Em um momento, ele afirmou que deixou a criança viva e retornou depois. Porém, as evidências apontam o contrário: ele enterrou o corpo logo após o crime.
Diante disso, a polícia acredita que o suspeito tentou confundir a investigação. Além disso, os investigadores trabalham com a hipótese de que ele pretendia remover o corpo posteriormente.
Ação rápida impediu fuga e ocultação
Por outro lado, a rapidez na denúncia e na resposta policial mudou o rumo do caso.

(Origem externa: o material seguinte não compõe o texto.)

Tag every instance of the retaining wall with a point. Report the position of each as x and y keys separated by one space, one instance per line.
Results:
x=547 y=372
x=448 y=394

Assim que a mãe registrou o desaparecimento, as equipes iniciaram buscas imediatas. Como resultado, os agentes chegaram rapidamente ao suspeito, impediram uma possível fuga e evitaram a remoção do corpo.
Com isso, a polícia localizou a vítima no quintal da residência do investigado, na Zona Oeste de Natal.
Investigação segue em andamento
Por fim, a Polícia Civil reforçou que continua apurando todos os detalhes do caso. Embora a linha principal já esteja definida, os investigadores não descartam nenhuma hipótese neste momento.
A coletiva aconteceu na Cidade da Polícia, no bairro Cidade da Esperança, onde os delegados apresentaram os avanços da investigação. Enquanto isso, o caso segue em andamento até o completo esclarecimento dos fatos.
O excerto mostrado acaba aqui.